The memorial is being privately funded, with about $14 million raised so far, according to the U.S. World War I Centennial Commission, with an overall price tag expected to be in the range of $40 million. Howard is currently working on completing sculptural elements. He spoke with KUAR during All Things Considered to give an update on the project.
MICHAEL HIBBLEN: First off, I know there have been some design revisions over the summer. Where are you in finalizing the design?
SABIN HOWARD: Well, we got conceptual design approval on May 18th. It’s the first time I presented [to the Commission of Fine Arts, which is an independent review agency of the federal government] and I showed them the drawing that the commission and myself had worked on and collaborated on for over 12 months. It was the final iteration of nine iterations of the relief wall that is approximately 65 feet long in length.
HIBBLEN: And can you visually describe a little more of what this look.
HOWARD: Absolutely. Just to give you a little background, I’m a traditional sculptor. I’ve been doing this for 30-plus years, and my training comes out of a very European traditional way of working, and I joined up with a group in New Zealand to get this done in a very quick way. I have to present a maquette in mid-February [to the Commission of Fine Arts], so I have to create a maquette sculpture, which is a nine foot-version. It’ll be 11 feet high eventually, and the length starts on the left side because everything progresses towards the future on the right side.
It’s called “A Solider’s Journey.” And in this relief, which is high relief, it’s a very dramatic visceral tale of one man: how he leaves his daughter and wife, and then he proceeds into battle, and in the middle of the relief is a very charged kinetic battle scene that then continues into the cost of war. So you have this very dramatic ending, and then this crescendo into this return home, but it’s designed in a way that as you walk along this wall – this relief wall – it will be very much a cinema graphic experience where the scenes change. And, it ends with the father returning home and handing his daughter his helmet and she’s the next generation, which is obviously World War II.
HIBBLEN: What do you think looking at the design at this stage?
HOWARD: I think that when [the Commission of Fine Arts] sees this, and I can't put words into their mouths, but I think they're going to be extremely pleased with this, seeing something that has received so much energy and thought, and there's something very modern about this in that I took... my idea stems from the Parthenon. And the Parthenon had a relief frieze that was 65 feet up in the air. So I'm taking that concept that is unattainable and out of reach and I'm putting that idea of a visual narrative in a relief format at street level where the visitors can actually reach out and touch the sculpture. And the experience that they will have is like non other that has ever happened historically.
It's attainable, it's art that is not beyond them, it's at human scale. This piece is done for the general public.
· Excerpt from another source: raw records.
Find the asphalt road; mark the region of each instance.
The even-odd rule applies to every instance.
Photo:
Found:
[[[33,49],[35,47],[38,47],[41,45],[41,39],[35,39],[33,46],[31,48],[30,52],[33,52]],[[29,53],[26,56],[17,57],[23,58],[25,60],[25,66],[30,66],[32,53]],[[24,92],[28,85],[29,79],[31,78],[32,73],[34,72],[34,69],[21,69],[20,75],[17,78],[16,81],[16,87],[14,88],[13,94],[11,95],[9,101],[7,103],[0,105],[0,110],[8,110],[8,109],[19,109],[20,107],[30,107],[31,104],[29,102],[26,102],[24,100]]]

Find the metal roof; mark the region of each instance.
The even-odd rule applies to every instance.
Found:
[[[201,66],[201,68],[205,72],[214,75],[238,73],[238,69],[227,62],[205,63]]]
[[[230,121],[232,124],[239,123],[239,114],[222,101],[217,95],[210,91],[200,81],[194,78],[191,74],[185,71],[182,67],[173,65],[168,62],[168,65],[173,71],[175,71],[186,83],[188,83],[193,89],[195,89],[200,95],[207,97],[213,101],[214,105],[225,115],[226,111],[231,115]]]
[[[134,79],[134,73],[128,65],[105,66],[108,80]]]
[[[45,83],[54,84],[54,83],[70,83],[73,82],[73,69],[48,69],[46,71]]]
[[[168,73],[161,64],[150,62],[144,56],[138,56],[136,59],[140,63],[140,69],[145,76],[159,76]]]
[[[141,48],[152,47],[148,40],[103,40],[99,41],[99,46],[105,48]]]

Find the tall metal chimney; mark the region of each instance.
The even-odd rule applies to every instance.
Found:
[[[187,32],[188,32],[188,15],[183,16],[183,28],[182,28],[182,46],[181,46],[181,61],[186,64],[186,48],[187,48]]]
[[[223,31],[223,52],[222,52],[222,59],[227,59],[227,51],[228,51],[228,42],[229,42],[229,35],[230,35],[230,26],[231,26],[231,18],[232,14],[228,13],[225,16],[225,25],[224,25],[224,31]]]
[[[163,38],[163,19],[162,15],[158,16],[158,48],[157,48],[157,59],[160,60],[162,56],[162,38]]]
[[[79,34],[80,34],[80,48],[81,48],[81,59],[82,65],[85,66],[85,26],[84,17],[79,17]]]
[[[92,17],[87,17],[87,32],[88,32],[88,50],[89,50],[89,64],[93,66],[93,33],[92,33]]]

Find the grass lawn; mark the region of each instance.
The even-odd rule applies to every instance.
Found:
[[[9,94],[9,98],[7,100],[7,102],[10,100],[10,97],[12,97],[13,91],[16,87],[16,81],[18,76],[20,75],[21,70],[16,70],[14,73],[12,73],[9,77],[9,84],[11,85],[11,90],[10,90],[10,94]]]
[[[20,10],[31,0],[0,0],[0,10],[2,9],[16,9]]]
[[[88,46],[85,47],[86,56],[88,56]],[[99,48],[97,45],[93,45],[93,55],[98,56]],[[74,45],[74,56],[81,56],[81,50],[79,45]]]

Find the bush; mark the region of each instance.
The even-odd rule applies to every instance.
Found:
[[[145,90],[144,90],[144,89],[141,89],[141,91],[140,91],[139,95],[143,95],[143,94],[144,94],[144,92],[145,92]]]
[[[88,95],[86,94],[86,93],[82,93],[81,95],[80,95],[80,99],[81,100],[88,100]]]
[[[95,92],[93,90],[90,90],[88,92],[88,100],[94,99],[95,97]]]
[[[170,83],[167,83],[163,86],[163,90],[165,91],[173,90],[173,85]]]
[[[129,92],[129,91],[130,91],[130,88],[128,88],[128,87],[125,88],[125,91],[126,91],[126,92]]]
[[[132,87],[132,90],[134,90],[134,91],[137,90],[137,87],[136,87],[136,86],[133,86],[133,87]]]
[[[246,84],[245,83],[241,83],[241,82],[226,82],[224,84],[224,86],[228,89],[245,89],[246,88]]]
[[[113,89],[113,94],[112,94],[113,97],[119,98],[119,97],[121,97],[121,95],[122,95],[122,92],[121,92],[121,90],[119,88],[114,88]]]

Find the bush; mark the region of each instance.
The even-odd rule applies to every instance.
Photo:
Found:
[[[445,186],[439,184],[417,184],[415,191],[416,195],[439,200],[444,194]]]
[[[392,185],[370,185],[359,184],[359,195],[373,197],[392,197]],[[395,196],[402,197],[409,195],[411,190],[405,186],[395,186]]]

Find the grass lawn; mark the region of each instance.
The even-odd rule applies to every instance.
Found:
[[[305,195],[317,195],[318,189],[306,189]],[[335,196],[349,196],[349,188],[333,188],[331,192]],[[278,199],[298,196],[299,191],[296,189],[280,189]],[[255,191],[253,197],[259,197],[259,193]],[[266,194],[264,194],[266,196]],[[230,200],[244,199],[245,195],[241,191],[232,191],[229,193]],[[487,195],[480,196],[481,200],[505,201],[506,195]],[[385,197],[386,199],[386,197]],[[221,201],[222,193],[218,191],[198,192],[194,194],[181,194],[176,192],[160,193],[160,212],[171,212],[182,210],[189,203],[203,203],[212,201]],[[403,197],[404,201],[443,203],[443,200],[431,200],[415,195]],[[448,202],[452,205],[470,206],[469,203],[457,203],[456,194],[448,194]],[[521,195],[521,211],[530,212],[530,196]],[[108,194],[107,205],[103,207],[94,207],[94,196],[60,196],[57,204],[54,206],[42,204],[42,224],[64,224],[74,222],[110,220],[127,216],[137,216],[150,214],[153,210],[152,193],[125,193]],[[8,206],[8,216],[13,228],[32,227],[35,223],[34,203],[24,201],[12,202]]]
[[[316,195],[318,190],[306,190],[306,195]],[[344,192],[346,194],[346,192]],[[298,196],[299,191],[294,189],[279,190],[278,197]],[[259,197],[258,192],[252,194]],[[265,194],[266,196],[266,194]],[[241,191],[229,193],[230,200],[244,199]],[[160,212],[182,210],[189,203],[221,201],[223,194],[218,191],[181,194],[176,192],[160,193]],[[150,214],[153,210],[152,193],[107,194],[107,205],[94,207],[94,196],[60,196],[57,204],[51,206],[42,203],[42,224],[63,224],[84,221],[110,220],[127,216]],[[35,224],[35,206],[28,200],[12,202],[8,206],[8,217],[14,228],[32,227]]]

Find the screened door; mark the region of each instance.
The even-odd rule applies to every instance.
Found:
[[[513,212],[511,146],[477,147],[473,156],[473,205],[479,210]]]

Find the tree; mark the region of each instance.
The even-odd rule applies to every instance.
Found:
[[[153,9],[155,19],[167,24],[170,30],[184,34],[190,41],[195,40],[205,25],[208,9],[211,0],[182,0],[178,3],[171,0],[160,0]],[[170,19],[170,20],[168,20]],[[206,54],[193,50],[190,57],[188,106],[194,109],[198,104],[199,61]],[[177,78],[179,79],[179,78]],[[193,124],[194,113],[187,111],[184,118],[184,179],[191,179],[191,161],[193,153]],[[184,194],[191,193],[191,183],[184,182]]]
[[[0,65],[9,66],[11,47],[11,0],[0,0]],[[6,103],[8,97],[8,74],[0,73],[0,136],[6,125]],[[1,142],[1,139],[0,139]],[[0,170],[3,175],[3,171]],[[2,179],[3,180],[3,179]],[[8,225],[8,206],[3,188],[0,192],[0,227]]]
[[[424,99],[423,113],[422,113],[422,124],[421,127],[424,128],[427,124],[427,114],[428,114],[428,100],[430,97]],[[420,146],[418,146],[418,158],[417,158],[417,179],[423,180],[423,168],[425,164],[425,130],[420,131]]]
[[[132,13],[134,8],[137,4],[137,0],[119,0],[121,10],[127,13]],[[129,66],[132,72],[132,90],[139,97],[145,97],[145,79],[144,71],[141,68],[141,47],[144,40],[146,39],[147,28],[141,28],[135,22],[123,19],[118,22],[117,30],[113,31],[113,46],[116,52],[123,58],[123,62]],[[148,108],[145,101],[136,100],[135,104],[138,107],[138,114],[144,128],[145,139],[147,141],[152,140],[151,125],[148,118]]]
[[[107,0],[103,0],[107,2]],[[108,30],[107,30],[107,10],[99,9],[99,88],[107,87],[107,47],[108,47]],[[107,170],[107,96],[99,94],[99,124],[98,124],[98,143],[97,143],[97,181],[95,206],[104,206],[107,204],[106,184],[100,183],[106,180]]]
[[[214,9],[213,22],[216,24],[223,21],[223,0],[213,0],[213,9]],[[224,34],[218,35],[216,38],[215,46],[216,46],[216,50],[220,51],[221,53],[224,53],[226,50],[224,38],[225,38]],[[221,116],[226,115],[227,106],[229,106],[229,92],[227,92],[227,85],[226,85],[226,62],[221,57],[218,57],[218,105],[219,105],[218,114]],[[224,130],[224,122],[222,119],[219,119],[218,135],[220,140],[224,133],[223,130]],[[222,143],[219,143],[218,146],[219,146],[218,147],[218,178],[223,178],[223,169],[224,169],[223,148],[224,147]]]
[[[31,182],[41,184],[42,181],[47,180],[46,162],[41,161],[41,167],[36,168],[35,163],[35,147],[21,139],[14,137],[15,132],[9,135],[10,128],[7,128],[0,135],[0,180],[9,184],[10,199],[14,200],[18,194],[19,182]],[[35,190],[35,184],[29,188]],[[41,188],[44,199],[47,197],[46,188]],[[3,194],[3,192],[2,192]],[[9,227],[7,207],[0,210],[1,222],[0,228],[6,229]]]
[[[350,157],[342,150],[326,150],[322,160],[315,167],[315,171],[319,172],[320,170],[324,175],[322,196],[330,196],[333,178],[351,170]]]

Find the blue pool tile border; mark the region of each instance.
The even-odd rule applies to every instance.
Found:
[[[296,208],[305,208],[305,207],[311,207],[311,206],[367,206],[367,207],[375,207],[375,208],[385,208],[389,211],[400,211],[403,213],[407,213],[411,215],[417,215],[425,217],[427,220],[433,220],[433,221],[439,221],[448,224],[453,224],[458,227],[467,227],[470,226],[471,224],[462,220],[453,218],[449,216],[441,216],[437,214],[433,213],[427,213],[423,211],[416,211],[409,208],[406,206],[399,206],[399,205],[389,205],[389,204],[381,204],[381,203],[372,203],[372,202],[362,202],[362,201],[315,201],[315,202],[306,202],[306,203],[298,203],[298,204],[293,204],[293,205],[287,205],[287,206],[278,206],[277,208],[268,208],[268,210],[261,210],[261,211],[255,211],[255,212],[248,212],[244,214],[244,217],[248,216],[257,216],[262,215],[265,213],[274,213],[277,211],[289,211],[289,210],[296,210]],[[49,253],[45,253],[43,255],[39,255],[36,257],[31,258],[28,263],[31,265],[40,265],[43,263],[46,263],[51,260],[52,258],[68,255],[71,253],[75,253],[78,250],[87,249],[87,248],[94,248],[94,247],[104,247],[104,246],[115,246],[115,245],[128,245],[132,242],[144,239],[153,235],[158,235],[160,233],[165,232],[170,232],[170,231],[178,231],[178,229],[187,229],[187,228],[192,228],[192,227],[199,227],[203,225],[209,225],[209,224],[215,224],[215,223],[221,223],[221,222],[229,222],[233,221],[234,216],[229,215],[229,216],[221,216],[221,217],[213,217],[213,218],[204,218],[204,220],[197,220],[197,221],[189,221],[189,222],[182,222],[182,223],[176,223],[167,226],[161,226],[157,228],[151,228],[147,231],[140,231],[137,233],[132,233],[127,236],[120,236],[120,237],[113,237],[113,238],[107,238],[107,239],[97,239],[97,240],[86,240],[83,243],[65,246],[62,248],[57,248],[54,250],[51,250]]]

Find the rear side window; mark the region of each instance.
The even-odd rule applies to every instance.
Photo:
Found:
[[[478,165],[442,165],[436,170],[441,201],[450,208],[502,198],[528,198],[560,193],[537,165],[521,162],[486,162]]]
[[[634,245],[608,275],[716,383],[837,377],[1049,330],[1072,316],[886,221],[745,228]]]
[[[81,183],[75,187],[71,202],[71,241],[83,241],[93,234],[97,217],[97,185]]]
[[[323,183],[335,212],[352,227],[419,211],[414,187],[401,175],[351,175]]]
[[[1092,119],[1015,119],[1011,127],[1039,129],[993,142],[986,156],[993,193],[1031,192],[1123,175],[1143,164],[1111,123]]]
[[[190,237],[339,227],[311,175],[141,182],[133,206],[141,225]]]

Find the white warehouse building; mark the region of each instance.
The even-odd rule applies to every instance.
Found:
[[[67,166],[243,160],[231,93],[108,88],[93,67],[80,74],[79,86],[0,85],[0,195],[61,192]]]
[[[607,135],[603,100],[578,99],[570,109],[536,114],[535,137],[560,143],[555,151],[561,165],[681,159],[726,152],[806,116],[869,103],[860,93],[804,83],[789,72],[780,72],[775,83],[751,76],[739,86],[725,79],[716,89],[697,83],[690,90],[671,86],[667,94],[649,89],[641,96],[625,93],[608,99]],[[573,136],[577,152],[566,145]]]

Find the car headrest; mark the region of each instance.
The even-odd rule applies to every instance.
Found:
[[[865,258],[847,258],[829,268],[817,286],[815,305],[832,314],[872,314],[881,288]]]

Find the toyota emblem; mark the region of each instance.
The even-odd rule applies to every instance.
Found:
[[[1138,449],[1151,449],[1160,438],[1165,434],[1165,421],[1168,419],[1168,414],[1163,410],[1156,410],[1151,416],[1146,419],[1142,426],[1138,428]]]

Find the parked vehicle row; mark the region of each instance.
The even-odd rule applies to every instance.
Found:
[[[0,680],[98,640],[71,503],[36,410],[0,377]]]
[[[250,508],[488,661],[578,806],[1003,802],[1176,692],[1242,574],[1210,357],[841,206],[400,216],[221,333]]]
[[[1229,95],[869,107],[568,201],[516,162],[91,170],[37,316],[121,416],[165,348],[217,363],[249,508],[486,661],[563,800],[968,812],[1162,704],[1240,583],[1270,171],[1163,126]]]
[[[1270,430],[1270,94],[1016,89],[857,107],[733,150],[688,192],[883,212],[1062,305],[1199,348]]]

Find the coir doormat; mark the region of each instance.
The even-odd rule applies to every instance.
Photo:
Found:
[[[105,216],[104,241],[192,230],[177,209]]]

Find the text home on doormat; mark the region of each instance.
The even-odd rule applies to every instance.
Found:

It's meant to create a huge amount of emotion for the general public when they see it so the interest in World War I will not be just a didactic, boring experience when they visit the memorial. It's meant to really charge people and give them a real experience of what World War I looked like. And that's what I'm doing. I'm creating a visual narrative and the way I'm doing it is completely revolutionary. I'm very excited and charged to show this to people come January when it's completed because something like this has not been done for over 200 years.
HIBBLEN: And I imagine it must be a lot of pressure to create an appropriate monument for World War I, something that’s so important in our nation’s history.
HOWARD: Yes, there are many people that I’m answering to, but also I’ve had to take the reins and make very specific decisions on how do I get something completed in a way that’s timely yet at the same time is museum quality. So we’re not just making a monument. We’re making here a piece of fine art, and Washington really has not seen something like that since the time of the Lincoln Memorial. And my favorite memorials are the Lincoln Memorial and Maya Lin’s (Vietnam Veterans) Wall as well, so what I am creating is in that wheelhouse and follows the tradition from both, something that was done traditionally and something that is very modern, and so it’s a mixture of the two.
HIBBLEN: Do you think you’ll meet the goal of having this ready to open by November of next year?
HOWARD: I don’t think that is in the cards right now, but the funding is going very well and just because there’s certain government approvals that… they are what they are and so it’ll be in progress at that point.
HIBBLEN: But something that I guess can be celebrated?
HOWARD: Yes, absolutely. I would assume that at that point there will be a very strong concept that will have been passed through and work will be in progress and there will be a lot of excitement and buzz around the project.
This story has been revised to correct that the name of the review panel is the Commission of Fine Arts, which is an independent design review agency of the federal government.